After being accused by borrowers of filing fraudulent mortgage documents, Citigroup Inc., the third-largest bank in the U.S., settled or lost at least five of the latter claims in 2010.
In the company's most recent December of 2010 settlement, a bankrupt homeowner in New York challenged against the bank’s use of a mortgage “assignment,” which displays the transfer of ownership of a mortgage. The transfer was signed by Orion Financial Group employee. The Texas firm specializes in document services to lenders.
"(The document was) of fraudulent nature and questionable origin,” the borrower’s attorney wrote in objection to Citigroup’s claim at U.S. Bankruptcy Court. The attorney continued to say the disputed lending company established and submitted the assignment after proceedings began because it otherwise would not have been able to prove its right to collect the debt. Citigroup denied the allegations and failed to acknowledge liability in the settlement.
Top attorneys general in 50 states are investigating the financial industry’s application of mortgage assignments as part of a broader concern into faulty foreclosure methods, according to a spokesman for Iowa's attorney general. A Massachusetts court ruled last month that two foreclosures by other financial institutes were invalid because assignments presented in those cases did not to prove the chain of ownership of the mortgage, sending financial stocks down.
Judges in bankruptcy court are skeptical as to when mortgage servicers claim to have assignments, said a U.S. Bankruptcy Court judge in an interview. They have been inundated with concerns from a Wilmington bankruptcy lawyer, and potentially a few other attorneys.
“They’ve got to show me more than their swearing that they have the right,” he said. “They’re going to have to connect up the dots back to the note and the security agreement, which would be the mortgage.”
The executive with the CitiMortgage subsidiary explained to Congress that the company reorganized foreclosure operations last year, in an effort to avoid the faulty affidavit-signing practices that required industry peers to temporarily put a hold on home seizures.
Citigroup dished out nearly $82,000 in opponents’ legal costs when settling challenges to four bankruptcy claims that used Orion letters in 2010, according to agreements filed with New York and Arkansas federal bankruptcy courts. The filings show that Citigroup reduced interest rates on the remaining debt by an average of 49 percent, while slashing outstanding mortgage balance in three cases by a combined $55,000.
“It doesn’t strike me as something that lenders do every day of the week,” said a bankruptcy law professor at UNC in Chapel Hill. “It does raise some questions about the practices.”
A spokesman for Citigroup said it does not comment on individual claims. The company continues to use Orion for assignment letters, he said. While borrowers continue to dispute the bank’s use of assignments, they have not accused Orion of doing wrong.

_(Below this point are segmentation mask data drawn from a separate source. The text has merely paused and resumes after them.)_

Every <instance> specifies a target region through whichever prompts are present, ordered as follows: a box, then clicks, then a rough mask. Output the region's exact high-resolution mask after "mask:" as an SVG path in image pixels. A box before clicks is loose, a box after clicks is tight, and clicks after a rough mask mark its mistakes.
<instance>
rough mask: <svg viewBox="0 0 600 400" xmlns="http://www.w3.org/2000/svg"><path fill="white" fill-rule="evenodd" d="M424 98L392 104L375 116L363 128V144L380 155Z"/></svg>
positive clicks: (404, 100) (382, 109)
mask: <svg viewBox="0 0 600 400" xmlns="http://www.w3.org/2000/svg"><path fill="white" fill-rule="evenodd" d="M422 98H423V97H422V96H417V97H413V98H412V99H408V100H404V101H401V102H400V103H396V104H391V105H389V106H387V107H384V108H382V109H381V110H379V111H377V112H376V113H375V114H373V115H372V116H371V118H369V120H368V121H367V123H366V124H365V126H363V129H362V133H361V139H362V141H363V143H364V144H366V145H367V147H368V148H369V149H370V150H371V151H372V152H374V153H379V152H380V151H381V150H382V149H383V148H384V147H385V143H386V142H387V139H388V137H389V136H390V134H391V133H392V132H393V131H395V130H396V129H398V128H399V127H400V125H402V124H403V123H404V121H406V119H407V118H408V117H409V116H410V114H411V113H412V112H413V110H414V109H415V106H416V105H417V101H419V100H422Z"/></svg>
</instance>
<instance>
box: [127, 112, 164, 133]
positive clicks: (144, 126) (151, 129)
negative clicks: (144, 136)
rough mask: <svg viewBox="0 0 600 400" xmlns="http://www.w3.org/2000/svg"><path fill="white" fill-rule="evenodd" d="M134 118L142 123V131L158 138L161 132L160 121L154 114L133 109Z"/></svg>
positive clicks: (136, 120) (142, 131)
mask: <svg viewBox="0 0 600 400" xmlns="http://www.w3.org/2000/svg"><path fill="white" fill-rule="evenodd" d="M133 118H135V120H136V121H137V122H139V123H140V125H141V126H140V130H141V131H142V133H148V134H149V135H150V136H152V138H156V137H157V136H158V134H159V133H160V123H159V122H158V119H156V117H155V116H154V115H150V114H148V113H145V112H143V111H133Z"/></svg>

“We don’t create fraudulent documents,” said Orion CEO. Orion's documents reveal which company may hold the note and can be based on information from the bank, he added.
Citigroup declined to comment on how often the bank relies on Orion or other document providers for assignments. Documented records can not be searched electronically in most of the counties across the U.S. In Dallas County, where documents are available online, Orion prepared at least 14 assignments transferring mortgages to Citigroup since the start of 2009.
In the case pertaining to Wappingers Falls, Citigroup claimed it was owed about $390,000 from a property mortgage. The company filed an assignment prepared by Orion to support the claim. This questionable document had said another lender had assigned the loan to CitiMortgage more than three weeks after the bankruptcy began.
While settling the borrower’s objections, Citigroup failed to admit any wrongdoing. The bank paid the defendant's $35,000 in legal fees, dropped the mortgage principal by $29,000 and lowered its interest rate by almost 50%.
Massachusetts Supreme Court upheld a voiding of two 2007 foreclosures carried out by financial institutions because the companies failed to show that they possessed the mortgages at the time of the seizures. The banks had backed claims with so- called blank assignments completed after foreclosure sales.
A lender such as Citigroup may elect to avoid scrutiny of its foreclosure practices during litigation, said one of the top lawyers with Jacksonville Area Legal Aid, who instructs attorneys on representing consumers in foreclosure and bankruptcy cases.
Orion is a “mortgage assignment, lien release and document retrieval services” to the mortgage industry, according to its website. Citigroup also partners with Orion for assignments in foreclosures, the bank's CEO said.
Citigroup is still dealing with claims connected to assignment prepared by Orion regarding a case at U.S. Bankruptcy Court in Mississippi. In that case, the judge disallowed the bank’s initial claim to a property in a city about 20 miles south of Memphis, Tennessee. The borrower later asked the court to force the bank to prove whether it has rights to the loan. Citigroup filed a response last month, disputing the demands of the borrower. The company expects to hear a response from the defendant's Salt Lake City real estate lawyer.